Worker leader and whistleblower Chris Smalls and a dozen Amazon workers led a Labor Day weekend workers assembly Sept. 4, demanding union recognition at Amazon’s Staten Island JFK8 facility and passage of the federal union rights PRO Act. They gathered in Union Square across from Amazon-owned Whole Foods in Manhattan.
They also called attention to the housing crisis — dramatized by a rising mass struggle against evictions and the city’s basement apartment deaths caused by last week’s rapid flooding from Hurricane Ida. With the U.S. Supreme Court decision striking down the eviction moratorium mandated by the Centers for Disease Control and Prevention — and with the New York state moratorium ending Aug. 31 — the Sept. 4 rally included the all-important demand for a permanent eviction moratorium.

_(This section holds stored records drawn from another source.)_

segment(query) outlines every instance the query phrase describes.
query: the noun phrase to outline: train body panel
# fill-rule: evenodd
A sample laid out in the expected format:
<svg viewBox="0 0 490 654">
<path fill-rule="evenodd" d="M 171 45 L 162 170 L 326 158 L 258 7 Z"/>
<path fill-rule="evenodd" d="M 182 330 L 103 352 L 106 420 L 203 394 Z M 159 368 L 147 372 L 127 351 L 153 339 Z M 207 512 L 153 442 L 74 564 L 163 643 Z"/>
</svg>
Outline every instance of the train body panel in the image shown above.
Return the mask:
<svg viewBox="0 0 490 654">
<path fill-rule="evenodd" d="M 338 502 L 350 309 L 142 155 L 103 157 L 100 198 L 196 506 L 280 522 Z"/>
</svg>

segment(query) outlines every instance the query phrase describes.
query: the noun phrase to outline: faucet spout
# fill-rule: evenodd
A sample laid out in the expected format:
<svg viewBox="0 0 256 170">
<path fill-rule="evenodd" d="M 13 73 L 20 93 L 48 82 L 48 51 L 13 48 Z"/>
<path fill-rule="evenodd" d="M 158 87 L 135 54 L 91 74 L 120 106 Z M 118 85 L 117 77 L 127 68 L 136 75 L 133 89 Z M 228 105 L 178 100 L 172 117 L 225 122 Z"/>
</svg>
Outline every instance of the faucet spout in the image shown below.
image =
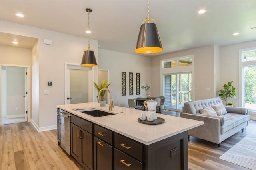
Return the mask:
<svg viewBox="0 0 256 170">
<path fill-rule="evenodd" d="M 97 99 L 98 99 L 98 100 L 100 100 L 100 93 L 103 90 L 107 90 L 108 92 L 109 92 L 109 109 L 108 109 L 108 110 L 110 111 L 112 111 L 112 109 L 114 107 L 114 102 L 112 100 L 112 95 L 111 94 L 111 92 L 110 92 L 110 91 L 109 90 L 109 89 L 107 88 L 103 88 L 100 90 L 99 91 L 99 93 L 98 94 L 98 97 L 97 97 Z"/>
</svg>

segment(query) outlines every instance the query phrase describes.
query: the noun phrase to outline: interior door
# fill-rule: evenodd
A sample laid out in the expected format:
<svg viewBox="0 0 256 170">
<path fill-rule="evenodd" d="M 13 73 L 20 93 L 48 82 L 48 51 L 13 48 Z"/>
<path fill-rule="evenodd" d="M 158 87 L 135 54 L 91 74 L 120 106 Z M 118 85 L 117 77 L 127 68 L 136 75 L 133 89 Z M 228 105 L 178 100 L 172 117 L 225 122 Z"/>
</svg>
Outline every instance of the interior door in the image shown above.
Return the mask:
<svg viewBox="0 0 256 170">
<path fill-rule="evenodd" d="M 65 104 L 88 102 L 88 69 L 80 65 L 67 65 Z"/>
<path fill-rule="evenodd" d="M 164 76 L 166 107 L 180 111 L 184 103 L 191 101 L 192 73 L 175 73 Z"/>
</svg>

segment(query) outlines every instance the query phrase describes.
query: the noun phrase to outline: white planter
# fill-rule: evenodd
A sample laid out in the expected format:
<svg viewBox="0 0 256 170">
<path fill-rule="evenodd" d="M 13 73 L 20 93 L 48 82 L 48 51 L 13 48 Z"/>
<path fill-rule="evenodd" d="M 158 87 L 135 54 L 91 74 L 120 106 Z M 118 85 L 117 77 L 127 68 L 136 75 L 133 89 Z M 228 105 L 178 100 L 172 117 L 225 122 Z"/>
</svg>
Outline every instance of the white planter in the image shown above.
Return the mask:
<svg viewBox="0 0 256 170">
<path fill-rule="evenodd" d="M 100 106 L 106 106 L 106 100 L 100 100 Z"/>
</svg>

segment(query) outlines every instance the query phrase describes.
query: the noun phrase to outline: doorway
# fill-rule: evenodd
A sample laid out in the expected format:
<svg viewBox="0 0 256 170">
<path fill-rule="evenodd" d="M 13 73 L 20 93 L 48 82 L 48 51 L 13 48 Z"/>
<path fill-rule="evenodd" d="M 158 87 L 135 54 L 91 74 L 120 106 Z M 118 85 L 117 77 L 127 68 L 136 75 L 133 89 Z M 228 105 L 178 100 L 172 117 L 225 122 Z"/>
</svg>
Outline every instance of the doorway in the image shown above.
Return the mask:
<svg viewBox="0 0 256 170">
<path fill-rule="evenodd" d="M 184 103 L 192 100 L 192 73 L 176 73 L 164 76 L 165 107 L 180 111 Z"/>
<path fill-rule="evenodd" d="M 66 104 L 87 103 L 89 95 L 90 68 L 75 64 L 66 64 Z"/>
<path fill-rule="evenodd" d="M 1 66 L 1 124 L 27 121 L 27 67 Z"/>
</svg>

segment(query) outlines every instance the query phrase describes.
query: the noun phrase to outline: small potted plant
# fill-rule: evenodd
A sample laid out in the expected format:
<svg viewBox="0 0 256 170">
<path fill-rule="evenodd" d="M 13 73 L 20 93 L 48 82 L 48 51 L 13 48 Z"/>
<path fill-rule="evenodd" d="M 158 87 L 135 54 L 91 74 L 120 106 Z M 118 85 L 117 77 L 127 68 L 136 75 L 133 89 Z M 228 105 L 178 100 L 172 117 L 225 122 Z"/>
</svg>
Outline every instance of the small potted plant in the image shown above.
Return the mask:
<svg viewBox="0 0 256 170">
<path fill-rule="evenodd" d="M 94 84 L 94 87 L 96 88 L 98 92 L 99 92 L 100 90 L 102 88 L 108 88 L 108 87 L 111 83 L 108 84 L 108 81 L 107 80 L 105 80 L 103 81 L 103 82 L 102 82 L 102 84 L 100 85 L 98 84 L 95 82 L 93 82 Z M 106 106 L 106 100 L 104 99 L 105 92 L 106 90 L 103 90 L 101 92 L 101 93 L 100 94 L 100 97 L 99 103 L 100 106 Z"/>
<path fill-rule="evenodd" d="M 146 84 L 146 86 L 141 86 L 142 89 L 145 89 L 145 90 L 147 92 L 147 94 L 146 94 L 146 97 L 147 98 L 149 98 L 150 96 L 150 95 L 149 94 L 148 92 L 148 90 L 149 89 L 151 88 L 151 86 L 150 86 L 148 84 Z"/>
<path fill-rule="evenodd" d="M 236 98 L 236 89 L 232 86 L 232 82 L 233 81 L 228 82 L 228 84 L 224 84 L 222 86 L 223 88 L 218 92 L 220 93 L 219 94 L 220 98 L 224 100 L 226 106 L 228 105 L 227 102 L 228 98 Z"/>
<path fill-rule="evenodd" d="M 233 103 L 232 103 L 231 102 L 229 102 L 228 103 L 227 106 L 233 107 Z"/>
</svg>

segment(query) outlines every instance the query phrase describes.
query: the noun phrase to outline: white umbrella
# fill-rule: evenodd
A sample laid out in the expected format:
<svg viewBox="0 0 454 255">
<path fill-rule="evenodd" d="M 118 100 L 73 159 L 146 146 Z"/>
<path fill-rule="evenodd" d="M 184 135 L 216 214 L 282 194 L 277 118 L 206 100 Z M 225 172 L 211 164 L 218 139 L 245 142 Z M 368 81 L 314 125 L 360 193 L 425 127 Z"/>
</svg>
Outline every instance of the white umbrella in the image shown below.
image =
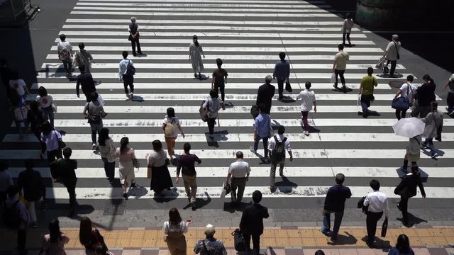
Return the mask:
<svg viewBox="0 0 454 255">
<path fill-rule="evenodd" d="M 424 128 L 426 128 L 426 123 L 414 117 L 402 118 L 392 125 L 394 134 L 409 138 L 424 132 Z"/>
</svg>

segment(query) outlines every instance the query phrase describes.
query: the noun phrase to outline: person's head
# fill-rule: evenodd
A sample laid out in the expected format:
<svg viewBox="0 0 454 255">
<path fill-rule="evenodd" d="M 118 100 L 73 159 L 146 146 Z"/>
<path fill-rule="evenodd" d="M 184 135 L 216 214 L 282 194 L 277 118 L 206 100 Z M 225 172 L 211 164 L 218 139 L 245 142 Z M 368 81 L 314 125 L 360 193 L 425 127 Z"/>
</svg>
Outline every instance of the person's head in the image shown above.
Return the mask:
<svg viewBox="0 0 454 255">
<path fill-rule="evenodd" d="M 372 189 L 374 191 L 378 191 L 379 189 L 380 189 L 380 182 L 375 179 L 372 179 L 372 181 L 370 181 L 369 185 L 370 186 L 370 188 L 372 188 Z"/>
<path fill-rule="evenodd" d="M 259 203 L 262 200 L 262 193 L 260 191 L 255 191 L 253 192 L 253 202 L 255 203 Z"/>
</svg>

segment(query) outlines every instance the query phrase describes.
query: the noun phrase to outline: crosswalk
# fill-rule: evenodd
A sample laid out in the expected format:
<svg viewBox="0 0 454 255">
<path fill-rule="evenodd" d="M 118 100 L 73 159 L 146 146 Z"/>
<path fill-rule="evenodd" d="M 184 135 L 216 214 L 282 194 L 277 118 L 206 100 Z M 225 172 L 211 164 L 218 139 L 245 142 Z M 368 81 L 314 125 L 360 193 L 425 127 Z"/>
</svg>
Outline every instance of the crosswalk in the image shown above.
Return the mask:
<svg viewBox="0 0 454 255">
<path fill-rule="evenodd" d="M 92 74 L 102 81 L 96 89 L 109 113 L 104 127 L 109 128 L 117 146 L 121 137 L 129 137 L 142 166 L 135 174 L 140 186 L 150 186 L 145 154 L 151 150 L 153 140 L 164 140 L 162 119 L 167 108 L 173 107 L 186 133 L 185 138 L 177 140 L 176 153 L 180 154 L 183 143 L 189 142 L 192 152 L 202 160 L 197 168 L 197 196 L 201 199 L 221 200 L 221 186 L 238 150 L 243 152 L 252 167 L 246 198 L 258 189 L 265 199 L 293 199 L 276 206 L 297 208 L 301 205 L 299 200 L 306 198 L 322 203 L 327 188 L 334 183 L 333 176 L 340 172 L 347 176 L 345 184 L 352 188 L 355 198 L 370 191 L 372 178 L 380 181 L 387 195 L 395 197 L 394 188 L 403 174 L 397 169 L 408 143 L 405 137 L 394 135 L 391 127 L 397 121 L 390 107 L 396 90 L 388 84 L 390 79 L 377 76 L 379 86 L 370 109 L 380 115 L 365 119 L 358 114 L 359 81 L 383 53 L 358 28 L 353 28 L 350 36 L 357 46 L 345 50 L 350 55 L 345 79 L 353 91 L 345 94 L 333 89 L 333 59 L 342 36 L 340 14 L 323 1 L 316 0 L 79 0 L 58 34 L 65 34 L 74 48 L 84 42 L 92 53 L 96 62 Z M 131 16 L 137 17 L 140 26 L 140 44 L 145 54 L 131 56 L 137 69 L 133 101 L 125 96 L 123 84 L 117 78 L 121 52 L 131 53 L 127 25 Z M 192 79 L 188 62 L 189 45 L 194 34 L 206 55 L 204 74 L 210 77 L 204 81 Z M 33 84 L 28 99 L 33 100 L 38 87 L 43 86 L 55 100 L 55 128 L 65 131 L 64 140 L 79 162 L 76 192 L 79 203 L 94 205 L 121 198 L 121 188 L 112 188 L 105 180 L 100 157 L 91 149 L 89 125 L 82 115 L 85 101 L 77 97 L 75 82 L 65 76 L 56 54 L 58 41 L 57 34 L 50 38 L 48 55 L 40 67 L 44 72 L 38 73 L 38 83 Z M 255 102 L 257 89 L 265 76 L 272 73 L 279 52 L 287 52 L 292 62 L 290 81 L 294 91 L 285 92 L 287 96 L 294 99 L 306 81 L 313 84 L 318 112 L 310 113 L 309 124 L 319 132 L 309 137 L 302 134 L 299 102 L 279 102 L 277 97 L 273 100 L 272 124 L 286 127 L 294 159 L 286 163 L 287 178 L 281 181 L 278 176 L 278 188 L 271 193 L 269 165 L 262 164 L 250 152 L 253 143 L 250 109 Z M 226 88 L 228 107 L 220 111 L 219 126 L 215 128 L 215 139 L 211 141 L 198 110 L 208 96 L 211 72 L 218 57 L 223 60 L 223 67 L 229 74 Z M 400 64 L 397 72 L 404 77 L 411 74 Z M 66 189 L 50 181 L 47 161 L 39 159 L 35 138 L 29 135 L 19 139 L 13 126 L 3 140 L 0 159 L 10 160 L 13 176 L 23 170 L 24 159 L 35 160 L 37 169 L 48 180 L 48 198 L 65 203 L 68 198 Z M 454 120 L 445 119 L 443 132 L 443 142 L 436 143 L 441 151 L 439 159 L 421 153 L 419 162 L 422 176 L 427 179 L 429 199 L 454 198 Z M 175 176 L 175 168 L 170 170 Z M 118 177 L 118 167 L 116 171 Z M 164 198 L 186 199 L 182 183 L 175 186 Z M 148 200 L 153 198 L 150 191 L 136 196 L 140 198 L 142 208 L 149 208 Z M 157 206 L 171 207 L 175 203 L 170 200 Z M 221 204 L 204 206 L 216 208 Z"/>
</svg>

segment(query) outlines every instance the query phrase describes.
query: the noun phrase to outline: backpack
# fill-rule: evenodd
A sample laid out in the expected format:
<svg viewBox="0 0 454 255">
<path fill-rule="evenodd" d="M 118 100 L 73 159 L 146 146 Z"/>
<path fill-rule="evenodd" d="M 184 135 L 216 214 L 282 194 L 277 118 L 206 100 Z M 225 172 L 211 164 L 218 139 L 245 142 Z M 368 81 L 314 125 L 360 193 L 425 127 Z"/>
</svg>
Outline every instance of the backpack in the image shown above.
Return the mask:
<svg viewBox="0 0 454 255">
<path fill-rule="evenodd" d="M 275 136 L 274 138 L 276 142 L 276 146 L 275 146 L 275 149 L 271 152 L 271 159 L 274 162 L 279 162 L 285 159 L 285 141 L 287 137 L 284 137 L 281 142 L 279 142 Z"/>
</svg>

Since Labor Day is dedicated to workers rights, the rally called for an extension of the Federal Pandemic Unemployment benefits. The payments are set to expire Sept. 4, the Saturday before the federal holiday recognizing ‘Labor Day.’
Called by the Workers Assembly Against Racism — who organized a series of winter demonstrations supporting the Alabama Amazon union campaign — the action featured a march to slumlord/union-buster Phipps Housing, a firm with an annual spot on the Worst Landlords of New York List. Rally participants plastered the front of the landlord’s building with signs saying “Phipps = Union-Busting Slumlords,” then headed for an ending rally at the luxury penthouse of head Amazon boss and planet’s richest man Jeff Bezos.